1.3. Deze groep heeft in april 1998 rapport uitgebracht. Het rapport is door de directeuren-generaal van douane en indirecte belastingen aanvaard op 24 april 1998. De groep beval onder andere de Commissie en de lidstaten aan een geautomatiseerd systeem voor het intracommunautaire verkeer te ontwikkelen en in te voeren (punt 3.4.4).

1.4. De Commissie stelde vervolgens een mededeling aan de Raad op over maatregelen om de accijnsfraude te bestrijden (O/98/131). De Commissie kondigt daarin aan dat opdracht is gegeven voor een ,uitvoerbaarheidsstudie om de controle van het goederentransport te verbeteren door middel van informatietechnologie. Deze zal worden gefinancierd in het kader van het Fiscalis-programma."

1.5. Op basis van de mededeling is het rapport van de groep op 19 mei 1998 door de Raad Economische en Financiële Zaken goedgekeurd. In zijn conclusies onderstreept de Raad, in afwachting van het resultaat van de door de Commissie voorgestelde haalbaarheidsstudie, het belang van een geautomatiseerd controlesysteem als langetermijndoelstelling.

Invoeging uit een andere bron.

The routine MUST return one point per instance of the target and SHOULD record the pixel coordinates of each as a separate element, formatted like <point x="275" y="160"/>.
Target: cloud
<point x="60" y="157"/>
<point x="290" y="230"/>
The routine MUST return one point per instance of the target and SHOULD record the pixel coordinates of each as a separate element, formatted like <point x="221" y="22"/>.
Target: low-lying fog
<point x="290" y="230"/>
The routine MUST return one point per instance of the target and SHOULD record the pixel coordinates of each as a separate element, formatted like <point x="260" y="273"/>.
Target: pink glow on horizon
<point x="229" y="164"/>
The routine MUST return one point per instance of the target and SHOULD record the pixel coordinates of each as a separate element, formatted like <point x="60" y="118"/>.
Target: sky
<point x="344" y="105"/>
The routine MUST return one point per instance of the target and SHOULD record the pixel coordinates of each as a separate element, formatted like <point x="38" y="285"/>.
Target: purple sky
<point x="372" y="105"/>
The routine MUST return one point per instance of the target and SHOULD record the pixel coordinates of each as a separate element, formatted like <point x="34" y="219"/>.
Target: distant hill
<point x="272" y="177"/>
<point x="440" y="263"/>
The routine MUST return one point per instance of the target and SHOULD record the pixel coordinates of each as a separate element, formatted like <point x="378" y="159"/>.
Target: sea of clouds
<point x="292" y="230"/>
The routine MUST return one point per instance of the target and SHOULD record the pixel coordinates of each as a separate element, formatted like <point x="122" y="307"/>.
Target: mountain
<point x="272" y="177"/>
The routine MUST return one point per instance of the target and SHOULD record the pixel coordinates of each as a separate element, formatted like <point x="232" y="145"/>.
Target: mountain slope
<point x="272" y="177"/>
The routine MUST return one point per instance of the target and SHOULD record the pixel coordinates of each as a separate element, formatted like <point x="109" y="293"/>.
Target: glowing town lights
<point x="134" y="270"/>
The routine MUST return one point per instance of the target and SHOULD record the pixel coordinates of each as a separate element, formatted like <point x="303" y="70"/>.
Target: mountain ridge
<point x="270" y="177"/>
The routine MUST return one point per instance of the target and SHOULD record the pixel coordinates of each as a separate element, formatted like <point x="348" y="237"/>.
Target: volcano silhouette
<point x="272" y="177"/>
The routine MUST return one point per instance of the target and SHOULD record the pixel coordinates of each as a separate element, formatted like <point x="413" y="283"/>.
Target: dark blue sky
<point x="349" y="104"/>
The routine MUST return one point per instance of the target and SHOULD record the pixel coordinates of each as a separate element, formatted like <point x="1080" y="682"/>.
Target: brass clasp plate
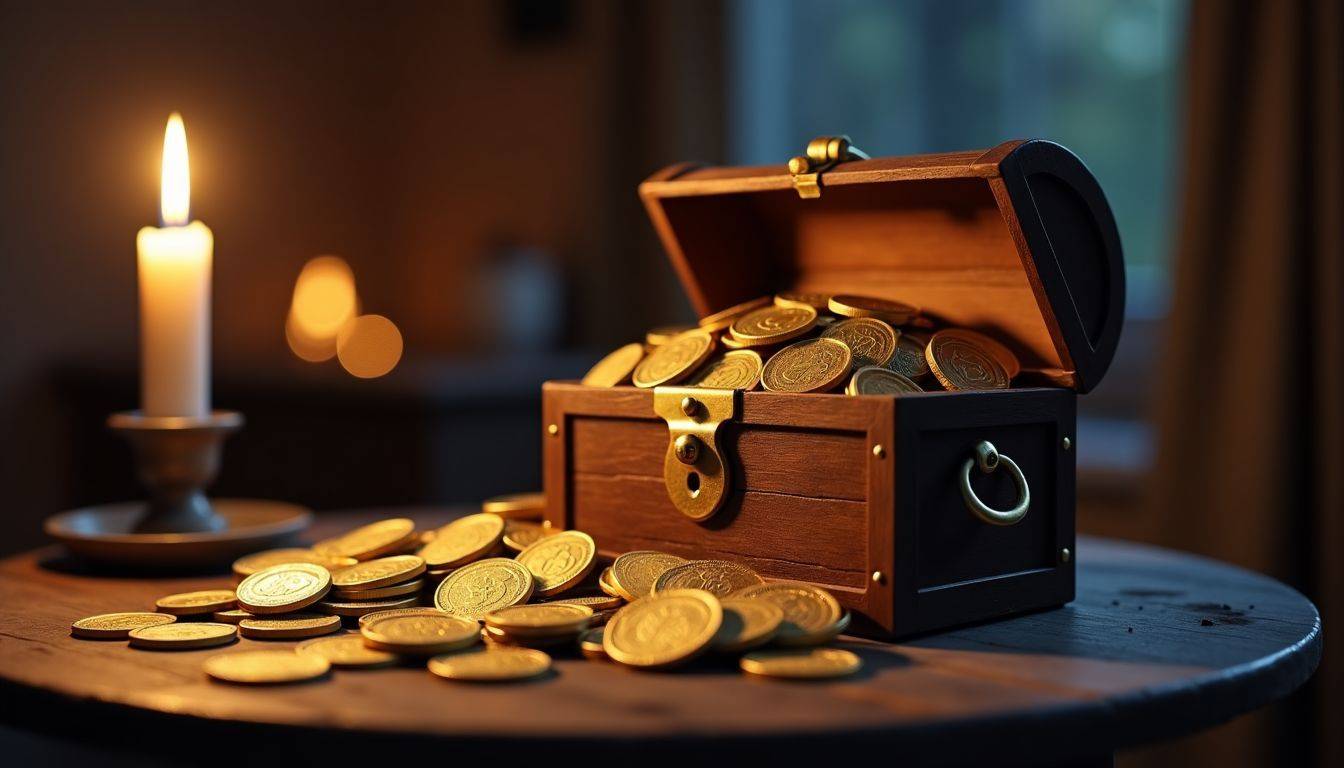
<point x="695" y="468"/>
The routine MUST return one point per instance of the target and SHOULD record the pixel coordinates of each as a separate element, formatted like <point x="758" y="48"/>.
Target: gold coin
<point x="421" y="635"/>
<point x="464" y="540"/>
<point x="674" y="361"/>
<point x="664" y="628"/>
<point x="519" y="535"/>
<point x="664" y="334"/>
<point x="816" y="365"/>
<point x="491" y="665"/>
<point x="616" y="367"/>
<point x="265" y="667"/>
<point x="367" y="542"/>
<point x="803" y="663"/>
<point x="747" y="622"/>
<point x="879" y="381"/>
<point x="894" y="312"/>
<point x="718" y="577"/>
<point x="183" y="635"/>
<point x="360" y="608"/>
<point x="725" y="318"/>
<point x="871" y="342"/>
<point x="773" y="324"/>
<point x="961" y="363"/>
<point x="381" y="572"/>
<point x="559" y="561"/>
<point x="284" y="588"/>
<point x="196" y="603"/>
<point x="289" y="627"/>
<point x="530" y="506"/>
<point x="347" y="653"/>
<point x="250" y="564"/>
<point x="909" y="359"/>
<point x="484" y="585"/>
<point x="809" y="612"/>
<point x="635" y="572"/>
<point x="737" y="369"/>
<point x="817" y="301"/>
<point x="117" y="626"/>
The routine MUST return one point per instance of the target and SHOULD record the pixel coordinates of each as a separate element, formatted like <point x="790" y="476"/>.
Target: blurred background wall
<point x="476" y="164"/>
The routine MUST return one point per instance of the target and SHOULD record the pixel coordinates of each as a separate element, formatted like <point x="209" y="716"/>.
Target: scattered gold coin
<point x="961" y="363"/>
<point x="747" y="622"/>
<point x="635" y="573"/>
<point x="871" y="342"/>
<point x="815" y="365"/>
<point x="421" y="635"/>
<point x="879" y="381"/>
<point x="347" y="653"/>
<point x="663" y="630"/>
<point x="265" y="667"/>
<point x="117" y="626"/>
<point x="484" y="585"/>
<point x="180" y="636"/>
<point x="559" y="561"/>
<point x="196" y="603"/>
<point x="491" y="665"/>
<point x="803" y="663"/>
<point x="674" y="361"/>
<point x="464" y="540"/>
<point x="811" y="613"/>
<point x="718" y="577"/>
<point x="616" y="367"/>
<point x="289" y="627"/>
<point x="284" y="588"/>
<point x="737" y="369"/>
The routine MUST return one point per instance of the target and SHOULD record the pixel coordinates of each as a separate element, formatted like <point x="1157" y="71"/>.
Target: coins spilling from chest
<point x="495" y="612"/>
<point x="799" y="342"/>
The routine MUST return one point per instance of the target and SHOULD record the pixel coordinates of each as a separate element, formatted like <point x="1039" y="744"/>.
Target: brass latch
<point x="695" y="468"/>
<point x="824" y="152"/>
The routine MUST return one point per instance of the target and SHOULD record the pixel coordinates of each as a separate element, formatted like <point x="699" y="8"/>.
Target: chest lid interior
<point x="1016" y="241"/>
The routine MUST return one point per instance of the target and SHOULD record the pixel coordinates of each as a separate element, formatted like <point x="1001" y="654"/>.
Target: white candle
<point x="174" y="264"/>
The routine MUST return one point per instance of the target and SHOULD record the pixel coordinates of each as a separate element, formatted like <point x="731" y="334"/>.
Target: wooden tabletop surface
<point x="1156" y="644"/>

1.6. Het rapport is op 21 september 1998 voorgelegd aan het Europees Parlement.

1.

2. Aandeel van de accijnsopbrengsten in de totale belastingopbrengsten van de lidstaten


2.1. De thans beschikbare cijfers van Eurostat betreffen het jaar 1996. Voor alle lidstaten samen bedroegen de opbrengsten uit accijnsrechten 234 miljard euro op een totaalbedrag aan belastingopbrengsten van 2,881 biljoen euro, dat wil zeggen 8,1%.

2.2. Voor hetzelfde jaar wordt de fraude met accijnsrechten op tabak en alcohol, met uitzondering van minerale oliën, geschat op 4,8 miljard euro voor alle lidstaten samen. Dit cijfer wordt genoemd in het rapport van de groep op hoog niveau over de fraude op het gebied van alcohol en tabak. Het is gebaseerd op schattingen van de lidstaten.

2.

3. Haalbaarheidsstudie voor de automatisering van de accijnsheffing


3.1. Na publicatie van een bericht van aanbesteding in reeks C van het Publicatieblad (XXI/98/CB-5003) en de gebruikelijke selectieprocedure is voor de haalbaarheidsstudie opdracht gegeven aan de onderneming Alcatel TITN Answare. Het contract, met een looptijd van 14 maanden, is op 29 december 1998 ondertekend.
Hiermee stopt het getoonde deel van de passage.